When taking charge of Swedish Meats, Wedén introduced a major revamp to turn around the loss-making group, and by the end of next year the group will have shed 21% of its work-force to 4,400 employees. He forecasts a break-even for 2001 before one-time restructuring charges of SKr78m. Wedén assured the meeting he had made a conservative forecast for next year.

The group is in desperate need of improvement. This year it faces a negative cash flow for the second year running at SKr200m. This, in turn, will lead to higher borrowing costs and holding back on necessary investments, Mr Wedén warned.
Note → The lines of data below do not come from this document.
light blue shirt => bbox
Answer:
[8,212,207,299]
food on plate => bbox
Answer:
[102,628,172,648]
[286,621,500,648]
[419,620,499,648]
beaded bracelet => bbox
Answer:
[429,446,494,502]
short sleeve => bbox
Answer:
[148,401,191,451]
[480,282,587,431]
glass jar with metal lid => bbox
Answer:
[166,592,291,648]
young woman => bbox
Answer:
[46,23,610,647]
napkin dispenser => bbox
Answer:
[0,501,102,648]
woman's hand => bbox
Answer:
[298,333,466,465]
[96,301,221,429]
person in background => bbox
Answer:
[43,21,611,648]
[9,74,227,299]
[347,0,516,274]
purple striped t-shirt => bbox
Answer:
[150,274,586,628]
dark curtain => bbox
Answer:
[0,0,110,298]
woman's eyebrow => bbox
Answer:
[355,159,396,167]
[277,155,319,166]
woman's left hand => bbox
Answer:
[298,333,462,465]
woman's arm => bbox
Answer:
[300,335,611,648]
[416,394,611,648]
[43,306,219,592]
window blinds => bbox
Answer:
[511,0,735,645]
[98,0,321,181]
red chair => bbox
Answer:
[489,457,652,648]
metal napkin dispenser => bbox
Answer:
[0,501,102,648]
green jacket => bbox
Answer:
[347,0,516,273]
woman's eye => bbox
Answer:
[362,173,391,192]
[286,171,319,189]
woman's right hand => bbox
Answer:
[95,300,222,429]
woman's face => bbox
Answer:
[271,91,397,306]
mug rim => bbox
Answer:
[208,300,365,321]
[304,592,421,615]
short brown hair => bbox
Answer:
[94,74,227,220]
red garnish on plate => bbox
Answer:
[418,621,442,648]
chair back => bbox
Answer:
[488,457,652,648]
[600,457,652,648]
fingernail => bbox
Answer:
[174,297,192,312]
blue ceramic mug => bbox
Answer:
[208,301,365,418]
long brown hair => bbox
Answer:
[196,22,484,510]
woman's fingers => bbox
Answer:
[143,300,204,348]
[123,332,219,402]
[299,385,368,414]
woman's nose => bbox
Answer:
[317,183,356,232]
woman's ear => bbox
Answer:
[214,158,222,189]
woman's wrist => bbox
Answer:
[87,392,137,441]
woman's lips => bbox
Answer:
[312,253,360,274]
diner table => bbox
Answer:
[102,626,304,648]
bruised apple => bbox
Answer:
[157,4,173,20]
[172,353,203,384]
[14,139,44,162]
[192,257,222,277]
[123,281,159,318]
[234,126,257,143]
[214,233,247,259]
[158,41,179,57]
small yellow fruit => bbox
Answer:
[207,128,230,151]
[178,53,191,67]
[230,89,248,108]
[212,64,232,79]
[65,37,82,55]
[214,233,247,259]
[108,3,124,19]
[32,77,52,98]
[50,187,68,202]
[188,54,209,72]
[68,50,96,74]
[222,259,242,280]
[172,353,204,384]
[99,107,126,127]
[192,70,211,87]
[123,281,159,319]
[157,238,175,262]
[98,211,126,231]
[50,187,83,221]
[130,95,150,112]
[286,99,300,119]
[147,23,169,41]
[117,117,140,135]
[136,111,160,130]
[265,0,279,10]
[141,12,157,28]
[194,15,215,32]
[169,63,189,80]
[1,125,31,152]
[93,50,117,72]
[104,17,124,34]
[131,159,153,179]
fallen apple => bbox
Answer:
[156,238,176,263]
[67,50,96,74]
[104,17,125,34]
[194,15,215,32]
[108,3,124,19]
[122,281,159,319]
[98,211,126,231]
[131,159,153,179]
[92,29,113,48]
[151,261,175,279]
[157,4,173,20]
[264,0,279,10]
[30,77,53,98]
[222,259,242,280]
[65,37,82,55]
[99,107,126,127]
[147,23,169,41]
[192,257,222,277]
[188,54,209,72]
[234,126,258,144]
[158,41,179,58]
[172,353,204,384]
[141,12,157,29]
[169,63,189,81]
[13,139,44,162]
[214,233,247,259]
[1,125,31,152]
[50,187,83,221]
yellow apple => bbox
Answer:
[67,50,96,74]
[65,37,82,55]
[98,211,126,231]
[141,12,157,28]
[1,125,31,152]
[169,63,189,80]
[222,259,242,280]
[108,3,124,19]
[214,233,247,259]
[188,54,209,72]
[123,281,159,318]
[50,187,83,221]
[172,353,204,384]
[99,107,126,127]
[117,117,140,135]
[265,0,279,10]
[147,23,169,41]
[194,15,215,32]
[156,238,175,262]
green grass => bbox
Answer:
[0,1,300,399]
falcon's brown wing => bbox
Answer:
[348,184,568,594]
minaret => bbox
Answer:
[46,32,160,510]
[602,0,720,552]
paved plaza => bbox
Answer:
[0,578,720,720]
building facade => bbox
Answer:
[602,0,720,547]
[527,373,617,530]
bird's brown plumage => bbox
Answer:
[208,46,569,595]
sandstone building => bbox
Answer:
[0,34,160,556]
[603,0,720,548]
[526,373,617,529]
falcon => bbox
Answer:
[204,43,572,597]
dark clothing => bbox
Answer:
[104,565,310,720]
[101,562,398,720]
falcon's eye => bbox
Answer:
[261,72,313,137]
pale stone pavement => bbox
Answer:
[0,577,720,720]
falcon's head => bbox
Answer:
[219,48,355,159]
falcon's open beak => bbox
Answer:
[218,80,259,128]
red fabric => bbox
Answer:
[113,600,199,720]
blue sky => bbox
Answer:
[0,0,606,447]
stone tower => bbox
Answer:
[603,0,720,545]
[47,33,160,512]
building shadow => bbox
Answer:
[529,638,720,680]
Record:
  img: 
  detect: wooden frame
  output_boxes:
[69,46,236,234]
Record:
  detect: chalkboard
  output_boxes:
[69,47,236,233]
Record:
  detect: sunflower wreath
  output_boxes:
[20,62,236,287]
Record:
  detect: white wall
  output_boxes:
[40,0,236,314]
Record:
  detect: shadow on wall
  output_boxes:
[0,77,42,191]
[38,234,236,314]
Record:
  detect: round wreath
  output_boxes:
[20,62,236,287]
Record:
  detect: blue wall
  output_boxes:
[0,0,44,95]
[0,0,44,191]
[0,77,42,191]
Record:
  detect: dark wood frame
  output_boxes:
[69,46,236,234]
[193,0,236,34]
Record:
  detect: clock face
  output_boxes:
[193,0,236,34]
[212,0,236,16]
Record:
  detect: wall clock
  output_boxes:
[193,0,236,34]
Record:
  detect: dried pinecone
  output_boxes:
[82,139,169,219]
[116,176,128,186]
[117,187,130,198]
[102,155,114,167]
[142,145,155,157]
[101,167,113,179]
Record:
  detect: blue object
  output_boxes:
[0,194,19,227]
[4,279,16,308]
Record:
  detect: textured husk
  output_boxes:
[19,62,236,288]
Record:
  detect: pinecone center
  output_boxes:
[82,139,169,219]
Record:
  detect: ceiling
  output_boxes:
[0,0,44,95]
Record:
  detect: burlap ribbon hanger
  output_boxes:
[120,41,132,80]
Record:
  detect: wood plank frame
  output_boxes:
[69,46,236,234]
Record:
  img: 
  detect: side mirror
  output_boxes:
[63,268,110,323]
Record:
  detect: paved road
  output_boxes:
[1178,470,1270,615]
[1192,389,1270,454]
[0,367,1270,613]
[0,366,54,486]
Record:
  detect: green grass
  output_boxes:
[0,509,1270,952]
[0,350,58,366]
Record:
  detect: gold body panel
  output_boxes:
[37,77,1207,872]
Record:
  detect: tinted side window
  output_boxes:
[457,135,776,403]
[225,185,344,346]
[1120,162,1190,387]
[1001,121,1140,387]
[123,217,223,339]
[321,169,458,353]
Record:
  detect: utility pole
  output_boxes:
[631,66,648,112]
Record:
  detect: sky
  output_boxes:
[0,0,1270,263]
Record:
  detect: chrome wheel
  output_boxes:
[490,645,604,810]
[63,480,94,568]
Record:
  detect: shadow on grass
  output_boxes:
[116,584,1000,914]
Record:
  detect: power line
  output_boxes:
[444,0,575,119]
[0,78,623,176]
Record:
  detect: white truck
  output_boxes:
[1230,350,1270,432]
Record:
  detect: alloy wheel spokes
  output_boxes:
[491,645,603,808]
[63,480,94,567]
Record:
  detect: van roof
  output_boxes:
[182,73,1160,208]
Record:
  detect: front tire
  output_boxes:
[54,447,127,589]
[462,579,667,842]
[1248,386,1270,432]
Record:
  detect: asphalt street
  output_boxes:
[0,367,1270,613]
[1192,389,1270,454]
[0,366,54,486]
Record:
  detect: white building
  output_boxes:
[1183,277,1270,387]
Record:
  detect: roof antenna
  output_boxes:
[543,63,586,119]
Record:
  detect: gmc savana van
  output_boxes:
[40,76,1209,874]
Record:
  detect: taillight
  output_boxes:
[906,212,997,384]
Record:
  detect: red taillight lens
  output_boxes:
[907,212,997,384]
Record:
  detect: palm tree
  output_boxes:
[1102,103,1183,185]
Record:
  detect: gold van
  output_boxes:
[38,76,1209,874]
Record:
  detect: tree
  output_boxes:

Although experiencing setbacks in the market, the major problems Swedish Meats has to deal with lie within its own walls. Production inefficiency has been evident as the group has struggled to consolidate the merger of the three independent meat cooperative groups that now make up Swedish Meats.

In October, Swedish Meats picked Tulip International UK's managing director Peter Rasztar to lead the work to improve efficiency at its abattoir unit.